= Virginia Lathrop =

Writer and journalist

Virginia Terrell Lathrop (1900–1974) worked as a journalist in North Carolina, New York, London and Paris, and served on the board of trustees of the Consolidated University of North Carolina.

==Career==
Virginia Terrell Lathrop was born in 1900 near Raleigh, North Carolina. She graduated from the North Carolina College for Women, now the University of North Carolina at Greensboro, in 1923. Following the completion of her education, she worked as a journalist for the Raleigh News and Observer, the Asheville Citizen, and the New York Post, as well as working in the London and Paris offices of the New York Herald Tribune.

Lathrop worked as the head of the Woman's College News Bureau from 1937 to 1941. She later served on the board of trustees of the Consolidated University of North Carolina, a role she held until her death. In 1952, she was appointed to the board's executive committee. In 1972, she served as a member of the initial Board of Governors which oversaw operation of all sixteen public universities in North Carolina.

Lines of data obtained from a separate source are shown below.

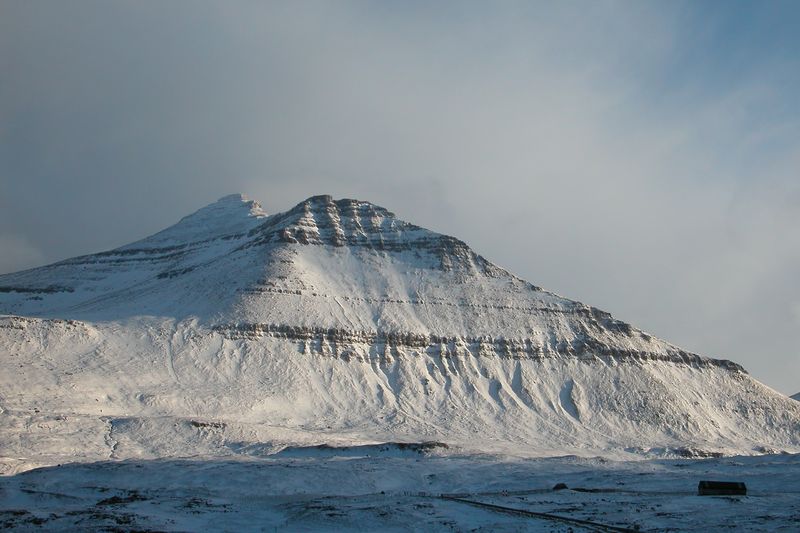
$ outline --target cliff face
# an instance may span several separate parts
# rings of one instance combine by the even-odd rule
[[[197,317],[229,337],[715,364],[527,283],[465,243],[357,200],[267,216],[234,195],[137,243],[0,276],[0,312]],[[322,333],[324,332],[324,333]],[[444,346],[444,348],[441,348]],[[470,348],[471,347],[471,348]]]
[[[225,197],[128,246],[0,276],[0,313],[0,448],[40,463],[63,455],[48,431],[87,457],[337,439],[800,450],[800,404],[739,365],[357,200],[268,216]]]

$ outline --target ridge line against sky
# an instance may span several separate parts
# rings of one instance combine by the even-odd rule
[[[796,2],[0,0],[0,272],[355,197],[800,390]]]

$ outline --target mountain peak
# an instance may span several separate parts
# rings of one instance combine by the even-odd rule
[[[177,224],[120,250],[187,244],[241,233],[250,230],[266,216],[258,202],[244,194],[229,194],[183,217]]]

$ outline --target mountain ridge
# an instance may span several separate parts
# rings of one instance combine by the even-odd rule
[[[130,245],[0,276],[0,313],[12,470],[65,453],[376,441],[800,451],[800,404],[738,364],[359,200],[314,196],[266,215],[228,196]]]

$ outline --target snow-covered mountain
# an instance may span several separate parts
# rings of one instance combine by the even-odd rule
[[[438,440],[518,454],[800,451],[800,405],[368,202],[225,197],[0,276],[6,470]]]

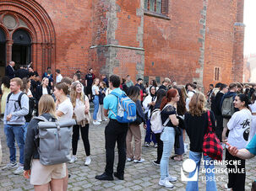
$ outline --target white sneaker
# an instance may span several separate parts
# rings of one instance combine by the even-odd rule
[[[144,159],[141,158],[140,160],[135,160],[133,161],[135,163],[142,163],[144,162]]]
[[[16,168],[16,167],[18,167],[18,164],[16,162],[14,162],[14,163],[9,162],[7,165],[5,165],[3,167],[2,167],[2,170],[3,171],[9,170],[12,168]]]
[[[75,156],[72,156],[70,161],[68,162],[69,163],[74,163],[74,162],[76,162],[78,160],[78,158]]]
[[[176,182],[177,180],[177,177],[172,177],[171,175],[169,175],[168,180],[170,182]]]
[[[19,175],[19,174],[22,174],[24,172],[24,167],[19,165],[17,169],[14,172],[14,174]]]
[[[101,125],[101,123],[100,123],[99,121],[93,121],[92,123],[93,123],[93,125]]]
[[[133,161],[133,158],[127,158],[127,161],[128,162],[131,162],[131,161]]]
[[[166,178],[163,180],[160,179],[158,184],[166,188],[173,188],[173,184],[169,182],[168,178]]]
[[[90,165],[90,162],[91,162],[91,158],[90,158],[90,157],[89,156],[89,157],[86,157],[86,159],[85,159],[85,162],[84,162],[84,165],[85,166],[89,166],[89,165]]]
[[[188,144],[184,143],[184,153],[186,153],[188,151]]]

Lathrop published two books. Her 1942 book, Educate a Woman, examined the University of North Carolina's Women's College campus since its founding in 1861. Her second book was a walking guide of the University of North Carolina's Greensboro campus. Lathrop also edited The Southern Packet, a publication presenting regional books from the southern United States.

Her writings included articles on Olive Tilford Dargan,

== Honors and awards ==
The University of North Carolina at Greensboro awarded her the Alumni Service Award in 1965, and an honorary degree in 1966. After her death in 1974, the North Carolina Board of Governors passed a resolution to honor her service to education in North Carolina.

==Personal life==
Lathrop was married to Albert H. Lathrop. Lathrop died on December 1, 1974.